Он заглянул в ее лицо, и они близко встретились глазами. Панна посмотрела на него с тем настороженным удивлением, которое заставило его опомниться тогда, на Мораве. Нет, не его боялась она, а собственного ответного порыва. Он же опять подумал, что ведет себя глупо, и отпрянул, откинулся на спинку жиденького венского стула.

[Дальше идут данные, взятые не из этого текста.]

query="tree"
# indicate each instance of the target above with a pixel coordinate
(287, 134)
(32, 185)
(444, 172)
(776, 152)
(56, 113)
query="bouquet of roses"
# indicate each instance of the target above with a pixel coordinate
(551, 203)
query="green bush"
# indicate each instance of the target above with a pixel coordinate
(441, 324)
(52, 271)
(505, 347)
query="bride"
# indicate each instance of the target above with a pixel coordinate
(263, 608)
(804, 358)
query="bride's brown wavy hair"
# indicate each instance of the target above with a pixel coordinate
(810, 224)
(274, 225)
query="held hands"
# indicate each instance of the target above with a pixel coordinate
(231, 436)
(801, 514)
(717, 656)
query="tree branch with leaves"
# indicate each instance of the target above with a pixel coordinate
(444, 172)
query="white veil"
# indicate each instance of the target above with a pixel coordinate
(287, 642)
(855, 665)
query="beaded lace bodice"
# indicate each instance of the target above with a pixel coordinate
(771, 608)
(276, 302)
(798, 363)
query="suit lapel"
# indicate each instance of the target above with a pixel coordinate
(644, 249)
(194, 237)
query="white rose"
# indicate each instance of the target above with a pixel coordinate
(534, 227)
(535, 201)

Панна нахмурилась, недовольная собой: странно, когда его нет, она только и думает о нем, как школьница, но стоит увидеться в кои веки раз, и она обязательно чем-нибудь оттолкнет его. Такой уж, значит, у нее характерец. Он свободно называет ее на «ты», а она не может. Да понимает ли он, что происходит с ней? Разумеется, понимает. Иначе не решился бы вот так запросто взять ее руку. (Среди настоящих фронтовиков меньше всего грубиянов.) И она сама давно убеждена, что любима: женщины намного раньше убеждаются в этом. Однако женщинам, видимо, нужны слова, слова, много общих слов. А Ивам Григорьевич не из тех, кто объясняется при каждой новой встрече: сказал наспех, как бы между прочим, в то утро на берегу Моравы, — и на всю жизнь. Но почему в таком случае ты, Панна, медлишь сделать один-единственный шаг ему навстречу? Что останавливает? Людская молва? Странно. Она же давно опередила тебя: в глазах околофронтовых мещан ты давняя любовница Строева. Разве некипеловы способны верить в чистоту отношений других людей, если они мерят все на собственный аршин? Так следуй своей дорогой, и пусть они думают о тебе, что угодно.

— Я вчера вспомнил Бахыша, — заговорил наконец Строев. — Как он чуть не застрелил обидчика Раисы.

Он словно разгадал, о чем она тревожится сейчас, и Панна, застигнутая врасплох, лишь улыбнулась ему рассеянно. Это не первый раз он читает ее мысли с той поразительной точностью, которая даже пугает.

А она еще сомневается, представляет ли Иван Григорьевич, что́ творится с ней.

— Да, я забыл спросить: ответила ли ты на письмо мужа?

— У меня мужа нет. — Она прикрыла глаза темными шторками ресниц.

— Ну, был.

— Нет, не ответила.

— Напрасно. На подобные письма надо отвечать.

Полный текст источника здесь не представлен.